Com essa proposta, o menu traz pratos que mesclam receitas clássicas a toques autorais, fazendo referências a sabores conhecidos, sem abrir mão do paladar carioca. É o caso da Tarte du Jardin Burratina (R$ 62), uma massa filo crocante com ratatouille, inspirada em uma receita do "gênio do vegetais", o chef Alain Passard, que aqui ganha uma burrata fior di latte. “Para dar um toque mais comercial”, admite o chef. Ao lado de entradas como as ostras com ponzu, massago, gari e cebolete (R$ 36) e o carpaccio de vieiras e pupunha com salsa spice mango (R$ 85), o menu revela um lado mais leve da cozinha francesa. “Quero mostrar que a culinária francesa não precisa ser sempre gordurosa em excesso”.
Ainda entre as entradas, uma grata surpresa é a Terrine Lucullus (R$ 98), inspirada em um prato clássico do Norte da França, uma terrine de foie gras com língua bovina defumada em mil-folhas, acompanhada de saladinha de vagem francesa, framboesa e avelãs. “Quero fazer Ipanema comer língua”, brinca o chef. Vale se aventurar em novos sabores e pedir sem medo! Difícil é se arrepender. Outro destaque é a Ouef Ceasar (R$ 32), uma versão da ouef mayo com molho caeser, croutons e bacon crispy — a preferida do chef.

Nos pratos principais, a untuosidade amanteigada característica da culinária francesa aparece em criações como a que leva o nome do bistrô do chef Frédéric Anton, o Poisson Ferme du Pré (R$ 82), um filé de peixe glaceado ao beurre blanc, com alcaparras, limão, espinafre sauté e purê de batata. Outro destaque é o Carbonade Flamande (R$ 68), carne cozida lentamente na cerveja preta e vinho tinto, com mirepoix, bacon e cogumelos.

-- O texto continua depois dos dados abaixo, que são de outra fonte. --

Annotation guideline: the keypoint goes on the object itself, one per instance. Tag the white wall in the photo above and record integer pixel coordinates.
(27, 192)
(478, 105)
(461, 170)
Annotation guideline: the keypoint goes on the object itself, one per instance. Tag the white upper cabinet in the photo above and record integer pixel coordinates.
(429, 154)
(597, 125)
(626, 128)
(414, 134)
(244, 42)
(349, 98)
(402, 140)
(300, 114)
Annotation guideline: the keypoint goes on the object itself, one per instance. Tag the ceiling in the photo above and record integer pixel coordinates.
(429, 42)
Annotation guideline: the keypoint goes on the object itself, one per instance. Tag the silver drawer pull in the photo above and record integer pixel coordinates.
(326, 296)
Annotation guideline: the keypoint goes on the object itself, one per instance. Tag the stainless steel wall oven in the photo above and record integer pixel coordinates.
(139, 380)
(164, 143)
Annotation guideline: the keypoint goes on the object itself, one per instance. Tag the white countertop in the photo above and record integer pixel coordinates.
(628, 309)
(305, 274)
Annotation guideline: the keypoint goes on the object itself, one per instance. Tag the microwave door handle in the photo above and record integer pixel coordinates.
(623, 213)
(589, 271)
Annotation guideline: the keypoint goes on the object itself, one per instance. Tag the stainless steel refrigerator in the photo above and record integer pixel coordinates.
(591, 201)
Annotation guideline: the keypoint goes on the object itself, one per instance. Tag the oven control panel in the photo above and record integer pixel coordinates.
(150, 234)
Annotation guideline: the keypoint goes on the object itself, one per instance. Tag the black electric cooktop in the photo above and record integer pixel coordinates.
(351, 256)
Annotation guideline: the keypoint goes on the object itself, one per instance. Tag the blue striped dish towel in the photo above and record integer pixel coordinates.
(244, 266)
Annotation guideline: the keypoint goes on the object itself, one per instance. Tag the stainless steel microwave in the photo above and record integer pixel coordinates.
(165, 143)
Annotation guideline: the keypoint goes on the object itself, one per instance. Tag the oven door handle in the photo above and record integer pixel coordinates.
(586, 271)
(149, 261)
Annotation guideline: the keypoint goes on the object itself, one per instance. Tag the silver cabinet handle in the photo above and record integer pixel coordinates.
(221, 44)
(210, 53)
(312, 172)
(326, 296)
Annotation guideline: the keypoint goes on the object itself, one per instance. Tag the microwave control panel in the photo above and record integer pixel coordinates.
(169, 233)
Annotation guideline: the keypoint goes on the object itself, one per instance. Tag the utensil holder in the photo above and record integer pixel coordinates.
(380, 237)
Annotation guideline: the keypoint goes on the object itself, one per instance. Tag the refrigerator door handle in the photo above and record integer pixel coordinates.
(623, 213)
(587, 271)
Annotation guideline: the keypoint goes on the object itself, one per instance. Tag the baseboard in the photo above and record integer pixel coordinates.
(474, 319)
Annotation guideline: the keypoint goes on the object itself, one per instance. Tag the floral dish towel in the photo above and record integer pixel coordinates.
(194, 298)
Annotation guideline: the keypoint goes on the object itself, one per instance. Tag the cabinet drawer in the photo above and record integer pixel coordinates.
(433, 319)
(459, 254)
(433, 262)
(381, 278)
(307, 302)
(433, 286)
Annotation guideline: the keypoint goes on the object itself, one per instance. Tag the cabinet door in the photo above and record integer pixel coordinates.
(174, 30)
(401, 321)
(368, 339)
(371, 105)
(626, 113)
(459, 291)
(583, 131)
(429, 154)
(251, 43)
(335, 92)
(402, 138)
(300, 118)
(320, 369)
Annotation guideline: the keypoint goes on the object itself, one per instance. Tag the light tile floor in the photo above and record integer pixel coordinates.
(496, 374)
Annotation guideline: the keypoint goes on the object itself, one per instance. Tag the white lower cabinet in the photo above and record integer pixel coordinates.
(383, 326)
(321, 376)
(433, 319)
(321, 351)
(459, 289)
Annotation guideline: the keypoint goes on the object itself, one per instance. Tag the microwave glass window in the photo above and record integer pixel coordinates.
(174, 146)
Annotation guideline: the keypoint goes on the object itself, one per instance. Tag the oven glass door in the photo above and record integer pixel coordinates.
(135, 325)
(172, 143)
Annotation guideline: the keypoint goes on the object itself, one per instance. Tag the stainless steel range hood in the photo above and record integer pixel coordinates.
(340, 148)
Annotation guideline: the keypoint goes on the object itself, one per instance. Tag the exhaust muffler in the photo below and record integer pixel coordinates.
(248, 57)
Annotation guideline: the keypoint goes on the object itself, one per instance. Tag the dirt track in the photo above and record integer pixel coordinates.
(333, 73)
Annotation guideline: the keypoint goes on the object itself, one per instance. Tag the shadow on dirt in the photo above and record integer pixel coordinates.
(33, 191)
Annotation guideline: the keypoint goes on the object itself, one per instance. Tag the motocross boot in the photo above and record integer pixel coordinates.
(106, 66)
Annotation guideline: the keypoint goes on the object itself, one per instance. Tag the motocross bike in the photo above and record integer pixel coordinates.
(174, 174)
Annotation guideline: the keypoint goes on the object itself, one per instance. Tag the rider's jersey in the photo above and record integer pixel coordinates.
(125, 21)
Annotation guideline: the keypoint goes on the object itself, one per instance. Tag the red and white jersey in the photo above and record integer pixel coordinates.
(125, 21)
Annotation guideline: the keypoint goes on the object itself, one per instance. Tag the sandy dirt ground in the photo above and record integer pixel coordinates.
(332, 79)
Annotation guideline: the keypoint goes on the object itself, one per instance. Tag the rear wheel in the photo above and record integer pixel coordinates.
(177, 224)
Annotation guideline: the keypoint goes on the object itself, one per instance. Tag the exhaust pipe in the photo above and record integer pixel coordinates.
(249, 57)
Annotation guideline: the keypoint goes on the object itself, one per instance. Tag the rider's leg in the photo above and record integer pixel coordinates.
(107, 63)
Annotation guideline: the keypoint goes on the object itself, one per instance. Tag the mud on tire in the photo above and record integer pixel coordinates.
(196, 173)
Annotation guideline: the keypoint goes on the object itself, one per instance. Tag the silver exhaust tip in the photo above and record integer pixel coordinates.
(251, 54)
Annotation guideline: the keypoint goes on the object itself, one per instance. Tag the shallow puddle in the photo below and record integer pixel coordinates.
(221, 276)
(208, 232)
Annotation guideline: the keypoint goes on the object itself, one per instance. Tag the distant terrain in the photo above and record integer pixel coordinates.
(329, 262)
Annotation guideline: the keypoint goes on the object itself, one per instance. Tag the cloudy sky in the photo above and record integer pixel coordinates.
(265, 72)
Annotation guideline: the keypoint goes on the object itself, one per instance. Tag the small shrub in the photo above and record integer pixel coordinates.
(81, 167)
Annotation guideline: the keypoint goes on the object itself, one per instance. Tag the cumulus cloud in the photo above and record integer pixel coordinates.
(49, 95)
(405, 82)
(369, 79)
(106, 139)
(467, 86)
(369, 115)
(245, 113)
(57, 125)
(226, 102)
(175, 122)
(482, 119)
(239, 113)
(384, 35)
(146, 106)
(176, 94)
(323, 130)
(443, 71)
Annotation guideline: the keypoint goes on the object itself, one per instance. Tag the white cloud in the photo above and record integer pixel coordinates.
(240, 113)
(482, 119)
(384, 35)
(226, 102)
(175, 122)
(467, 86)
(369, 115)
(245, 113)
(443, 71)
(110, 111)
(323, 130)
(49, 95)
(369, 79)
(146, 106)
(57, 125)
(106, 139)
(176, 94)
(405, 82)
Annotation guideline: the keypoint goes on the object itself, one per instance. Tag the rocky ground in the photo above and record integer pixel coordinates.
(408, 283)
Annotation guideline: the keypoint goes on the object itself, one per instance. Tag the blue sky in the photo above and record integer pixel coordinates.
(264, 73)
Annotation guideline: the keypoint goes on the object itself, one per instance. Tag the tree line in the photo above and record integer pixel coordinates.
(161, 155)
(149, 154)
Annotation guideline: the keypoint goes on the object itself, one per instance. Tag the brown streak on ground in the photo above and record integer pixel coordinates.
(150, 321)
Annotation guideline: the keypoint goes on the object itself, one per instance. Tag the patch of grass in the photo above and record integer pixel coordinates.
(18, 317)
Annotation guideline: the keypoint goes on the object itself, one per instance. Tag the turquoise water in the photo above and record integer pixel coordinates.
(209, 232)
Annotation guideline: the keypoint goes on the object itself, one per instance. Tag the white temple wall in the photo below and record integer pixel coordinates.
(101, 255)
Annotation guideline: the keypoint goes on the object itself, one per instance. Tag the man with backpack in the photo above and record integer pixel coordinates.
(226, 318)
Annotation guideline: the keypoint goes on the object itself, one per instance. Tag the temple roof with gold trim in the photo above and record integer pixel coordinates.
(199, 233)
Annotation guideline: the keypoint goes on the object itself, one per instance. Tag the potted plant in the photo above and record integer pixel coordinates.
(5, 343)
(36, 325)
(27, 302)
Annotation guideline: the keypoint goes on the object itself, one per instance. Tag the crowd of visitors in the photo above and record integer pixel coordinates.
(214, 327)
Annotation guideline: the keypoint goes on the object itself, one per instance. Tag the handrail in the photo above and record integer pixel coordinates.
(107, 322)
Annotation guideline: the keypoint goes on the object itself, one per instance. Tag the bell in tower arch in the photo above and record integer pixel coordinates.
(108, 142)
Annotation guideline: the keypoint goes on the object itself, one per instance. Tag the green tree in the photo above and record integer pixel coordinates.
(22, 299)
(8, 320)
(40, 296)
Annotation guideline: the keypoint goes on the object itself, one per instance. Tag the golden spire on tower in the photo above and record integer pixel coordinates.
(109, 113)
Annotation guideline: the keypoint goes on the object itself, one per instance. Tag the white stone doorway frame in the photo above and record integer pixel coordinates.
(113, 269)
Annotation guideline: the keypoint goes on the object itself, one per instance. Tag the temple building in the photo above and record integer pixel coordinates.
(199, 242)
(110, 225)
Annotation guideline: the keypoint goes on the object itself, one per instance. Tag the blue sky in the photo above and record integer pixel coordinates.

Por enquanto, os clientes ainda seguem caminhos mais clássicos. O campeão de pedidos? O bom e velho filé com fritas (R$ 108), servido com molho béarnaise ou poivre e acompanhado de batatas fritas cortadas fininhas e feitas na casa. “Saíram 180 desses nos cinco primeiros dias”, conta Elia.

E como dica boa é dica compartilhada: guarde espaço para a sobremesa. Sob o comando da chef pâtissière Julia Guimarães, parceira de Elia em outros casas, o menu traz destaques como os clássicos profiteroles (R$ 37), que aqui ganham um toque cheio de saudades. Nada de brigadeiro ou Nutella: a inspiração da calda de chocolate veio dos crepes do Chez Michou. Já a Pavlove Cake (R$ 38) remete a outro clássico carioca: a torta de morango da Chaika, recriada a pedido do chef.
O Francese fica em em um casarão na Rua Barão da Torre 472, Ipanema.